Introduction
Major depressive disorder (MDD) is a common psychiatric condition that represents a leading cause of disability worldwide and is associated with deficits in cognition, including executive function and memory.1 These cognitive deficits impair social and occupational functioning, contributing to the personal, social and economic burden associated with mood disorders.2 However, preventing MDD has been challenging, with few established protective factors, particularly modifiable targets for prevention. Recent years witnessed the increasing recognition of the importance of objective physical fitness tests as indicators of physical, mental and cognitive outcomes in the general population.3 Handgrip strength (HGS) is quickly assessed and provides an objective measure of muscular fitness, emerging as an important biomarker of overall health and disease status. Assessing HGS asymmetry may provide insights into HGS, as one study has verified that handgrip asymmetry would hasten mortality.4 Owing to the strength of the evidence in this area, HGS is now considered an easily administered and clinically useful index of cognitive decline across the lifespan.3
Despite growing epidemiological evidence regarding the relationship between HGS and mental illness, studies using HGS or other objective physical performance measures to explore strength loss as an indicator of MDD and other common mental health conditions have yielded inconsistent results.5 6 Moreover, different dominant hands lead to different health outcomes; for example, different times to mortality were found in populations with a different dominant hand.4 Few studies have investigated lifestyle factors concerning MDD risk among people with normal HGS. Yet these results could be possibly biased by factors that influence both HGS and MDD. Consequently, findings of pre-existing observational studies are insufficient to draw a definitive conclusion on the causal relationship between HGS and MDD due to their susceptibility to reverse causality and potential confounders.

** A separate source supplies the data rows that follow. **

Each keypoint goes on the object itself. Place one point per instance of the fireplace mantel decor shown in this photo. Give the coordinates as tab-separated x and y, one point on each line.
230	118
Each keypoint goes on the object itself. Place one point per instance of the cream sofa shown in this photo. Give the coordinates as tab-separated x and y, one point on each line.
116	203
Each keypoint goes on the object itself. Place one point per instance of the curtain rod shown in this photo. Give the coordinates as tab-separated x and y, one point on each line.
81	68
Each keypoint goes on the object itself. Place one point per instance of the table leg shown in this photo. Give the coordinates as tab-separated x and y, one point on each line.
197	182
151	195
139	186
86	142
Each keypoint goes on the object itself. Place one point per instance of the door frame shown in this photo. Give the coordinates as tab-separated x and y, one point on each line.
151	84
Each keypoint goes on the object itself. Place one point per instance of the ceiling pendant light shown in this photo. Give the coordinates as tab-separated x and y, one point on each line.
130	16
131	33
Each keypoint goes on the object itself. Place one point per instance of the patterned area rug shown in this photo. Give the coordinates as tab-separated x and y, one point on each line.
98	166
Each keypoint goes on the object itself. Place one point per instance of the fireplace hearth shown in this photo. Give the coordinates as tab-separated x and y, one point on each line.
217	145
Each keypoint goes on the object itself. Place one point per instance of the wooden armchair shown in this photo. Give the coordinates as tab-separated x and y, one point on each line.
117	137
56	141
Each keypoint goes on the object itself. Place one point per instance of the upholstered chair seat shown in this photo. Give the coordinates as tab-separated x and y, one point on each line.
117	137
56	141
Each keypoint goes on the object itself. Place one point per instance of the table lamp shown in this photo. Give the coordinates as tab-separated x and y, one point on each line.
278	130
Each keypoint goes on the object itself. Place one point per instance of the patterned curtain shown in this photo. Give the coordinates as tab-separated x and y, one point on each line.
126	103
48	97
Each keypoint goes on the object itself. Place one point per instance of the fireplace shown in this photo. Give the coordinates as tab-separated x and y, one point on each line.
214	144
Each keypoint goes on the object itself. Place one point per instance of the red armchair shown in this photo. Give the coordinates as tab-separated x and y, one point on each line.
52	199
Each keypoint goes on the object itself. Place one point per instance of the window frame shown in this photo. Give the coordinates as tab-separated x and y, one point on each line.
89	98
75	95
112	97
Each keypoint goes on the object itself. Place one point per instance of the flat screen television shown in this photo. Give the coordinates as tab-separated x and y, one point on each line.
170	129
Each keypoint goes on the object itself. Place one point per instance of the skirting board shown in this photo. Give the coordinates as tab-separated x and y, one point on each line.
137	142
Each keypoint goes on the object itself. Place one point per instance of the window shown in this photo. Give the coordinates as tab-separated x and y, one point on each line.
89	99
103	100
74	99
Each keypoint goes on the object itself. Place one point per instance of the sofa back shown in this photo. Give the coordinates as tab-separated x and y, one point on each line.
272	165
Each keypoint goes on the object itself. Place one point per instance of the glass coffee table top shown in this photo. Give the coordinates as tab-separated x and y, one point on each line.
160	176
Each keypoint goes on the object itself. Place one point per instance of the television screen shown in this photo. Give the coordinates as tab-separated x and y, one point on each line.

Mendelian randomisation (MR) analysis, in which genetic variants are used as instrumental variables (IVs), is a relatively precise epidemiological approach to evaluate the causal relationship between exposure and outcome with less susceptibility to potential confounding factors and reverse causality. Since genetic variations strictly adhere to the principle of random distribution at conception, they are generally independent of environmental risk factors, antecedent risk factors and disease development. One MR study has demonstrated that genetically predicted MDD was causally associated with an increasing risk of HGS decline.7 However, to date, there has been no report of the causality from HGS to MDD.
The aim of this study was to use population-scale data from large-scale genome-wide association studies (GWASs) to establish how muscular function measured by HGS relates to MDD and assess the impact of potential confounders on the outcome using a two-sample MR method. The findings, in turn, will improve our current understanding of the use of the handgrip dynamometer as an indicator of overall cognitive status, along with providing new insights into the contributing factors and possible interventions for cognitive functioning in people with and without psychiatric conditions.